Celui qui pour sa part continua de creuser la veine moderniste, et se montra même clairement avant-gardiste, est César Vallejo (1892-1938), certainement l’un des plus grands poètes hispanophones. Il a vu le jour dans un petit village des Andes mais son corps repose désormais au cimetière Montparnasse, les Parisiens pourront s’y recueillir en lisant ses œuvres disponibles chez Points (Poèmes humains) et au Temps des cerises (Tungstène). Cet étonnant parcours de vie sera guidé par son amour pour la poésie et par ses rencontres avec des surréalistes, la politique l’amènera également en Espagne où la guerre lui inspirera un recueil.

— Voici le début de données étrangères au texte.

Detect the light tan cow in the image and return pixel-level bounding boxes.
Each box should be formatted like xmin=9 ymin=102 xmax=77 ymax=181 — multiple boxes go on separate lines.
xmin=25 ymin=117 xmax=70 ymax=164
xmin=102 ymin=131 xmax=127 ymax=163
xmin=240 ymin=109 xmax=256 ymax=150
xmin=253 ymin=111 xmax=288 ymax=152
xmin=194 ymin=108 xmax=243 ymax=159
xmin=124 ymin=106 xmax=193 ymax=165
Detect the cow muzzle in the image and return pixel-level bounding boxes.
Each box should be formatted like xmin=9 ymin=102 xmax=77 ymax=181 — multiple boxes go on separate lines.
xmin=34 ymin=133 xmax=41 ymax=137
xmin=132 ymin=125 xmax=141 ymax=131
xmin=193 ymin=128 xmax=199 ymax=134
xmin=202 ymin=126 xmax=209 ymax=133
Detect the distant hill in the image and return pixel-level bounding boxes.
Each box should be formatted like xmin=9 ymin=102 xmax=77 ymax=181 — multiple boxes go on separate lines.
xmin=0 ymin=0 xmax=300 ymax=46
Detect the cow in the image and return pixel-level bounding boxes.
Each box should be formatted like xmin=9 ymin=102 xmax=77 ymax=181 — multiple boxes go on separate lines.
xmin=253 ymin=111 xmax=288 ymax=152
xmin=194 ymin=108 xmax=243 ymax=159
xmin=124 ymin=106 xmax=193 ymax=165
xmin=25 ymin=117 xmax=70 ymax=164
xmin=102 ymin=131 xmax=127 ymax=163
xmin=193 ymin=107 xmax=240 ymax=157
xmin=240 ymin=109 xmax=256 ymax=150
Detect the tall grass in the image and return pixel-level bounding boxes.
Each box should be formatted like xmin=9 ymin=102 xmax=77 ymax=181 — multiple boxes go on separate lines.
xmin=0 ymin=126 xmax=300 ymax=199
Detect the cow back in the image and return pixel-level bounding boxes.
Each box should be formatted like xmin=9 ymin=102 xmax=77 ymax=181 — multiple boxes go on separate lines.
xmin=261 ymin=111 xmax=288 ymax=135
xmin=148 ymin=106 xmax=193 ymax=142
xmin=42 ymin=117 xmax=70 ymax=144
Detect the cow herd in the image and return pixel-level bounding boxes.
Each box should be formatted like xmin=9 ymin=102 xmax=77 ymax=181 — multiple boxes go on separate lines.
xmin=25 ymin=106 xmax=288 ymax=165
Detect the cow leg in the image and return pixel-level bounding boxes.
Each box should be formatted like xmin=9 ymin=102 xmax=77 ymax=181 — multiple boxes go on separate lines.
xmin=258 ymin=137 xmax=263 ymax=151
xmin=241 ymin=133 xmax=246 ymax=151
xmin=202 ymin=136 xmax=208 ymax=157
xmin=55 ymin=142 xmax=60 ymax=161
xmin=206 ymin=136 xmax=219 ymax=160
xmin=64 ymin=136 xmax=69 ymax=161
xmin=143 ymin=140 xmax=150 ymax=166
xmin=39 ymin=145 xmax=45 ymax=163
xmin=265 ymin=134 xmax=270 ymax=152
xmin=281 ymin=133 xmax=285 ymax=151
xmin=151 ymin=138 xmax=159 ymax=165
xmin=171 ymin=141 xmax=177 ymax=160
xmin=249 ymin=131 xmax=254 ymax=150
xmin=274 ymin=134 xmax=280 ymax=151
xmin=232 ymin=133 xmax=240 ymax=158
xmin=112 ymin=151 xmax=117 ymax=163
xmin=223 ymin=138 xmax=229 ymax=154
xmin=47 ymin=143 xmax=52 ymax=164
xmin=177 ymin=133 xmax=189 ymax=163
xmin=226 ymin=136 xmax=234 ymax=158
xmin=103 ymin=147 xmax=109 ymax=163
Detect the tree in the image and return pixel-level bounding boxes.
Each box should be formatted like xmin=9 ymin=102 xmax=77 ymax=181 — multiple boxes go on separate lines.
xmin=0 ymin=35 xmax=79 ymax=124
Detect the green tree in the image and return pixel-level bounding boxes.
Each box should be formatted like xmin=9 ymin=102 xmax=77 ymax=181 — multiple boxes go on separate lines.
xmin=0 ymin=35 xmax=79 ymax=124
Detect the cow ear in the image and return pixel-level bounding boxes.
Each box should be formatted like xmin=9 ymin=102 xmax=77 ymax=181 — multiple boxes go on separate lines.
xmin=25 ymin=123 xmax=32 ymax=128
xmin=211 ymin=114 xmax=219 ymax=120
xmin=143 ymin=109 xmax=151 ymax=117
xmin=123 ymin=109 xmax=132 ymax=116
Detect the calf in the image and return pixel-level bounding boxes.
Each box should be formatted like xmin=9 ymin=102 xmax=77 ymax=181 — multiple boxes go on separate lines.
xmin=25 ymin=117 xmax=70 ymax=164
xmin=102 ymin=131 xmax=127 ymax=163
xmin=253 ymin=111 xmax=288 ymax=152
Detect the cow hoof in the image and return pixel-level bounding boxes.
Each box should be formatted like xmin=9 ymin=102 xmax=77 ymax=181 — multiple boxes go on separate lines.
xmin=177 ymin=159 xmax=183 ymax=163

Ses vers se montreront tour à tour empreints de symbolisme puis totalement déconstruits, mais une constante caractérisera ses écrits : un profond désespoir.

C’est à peu près le même itinéraire que suivra Alfredo Bryce-Echenique, l’un des chantres d’un XXe siècle qui se montre réaliste, voire néo-réaliste. L’heure n’est plus à s’intéresser aux campagnes mais à décrire la brutalité des villes et à s’indigner des dérives gouvernementales. Tel sera son propos dans ses romans, à découvrir aux éditions Métailié (Une Infinie tristesse, Le Verger de mon aimée, Un Monde pour Julius, etc.), qui s’imprègnent tout autant de tendresse que d’une ironie mordante. Mario Vargas Llosa, Prix Nobel de Littérature 2010, sera également l’un des symboles de ce boom des années 60. Fin connaisseur de la France où il a vécu et travaillé, pleinement investi en politique au point de se présenter à la présidentielle péruvienne en 1990, ses livres sont à son image, bouillonnants ! S’écartant de l’indigénisme pour viser l’universel, du réalisme magique pour atteindre l’absurdité du réel étouffant, de la voix unique pour multiplier les points de vue, ils constituent un univers au fort accent autobiographique à appréhender avec bonheur et intérêt en Folio : La Fête au bouc, Tours et détours de la vilaine fille, La Tante Julia et le scribouillard, etc. La nouvelle génération se montre tout aussi désabusée politiquement parlant comme le confirment les livres d’Alfredo Pita (Ayacucho et Le Chasseur absent chez Métailié) et ceux de Daniel Alarcón (Nous tournons en rond dans la nuit, Lost City Radio, chez Albin Michel).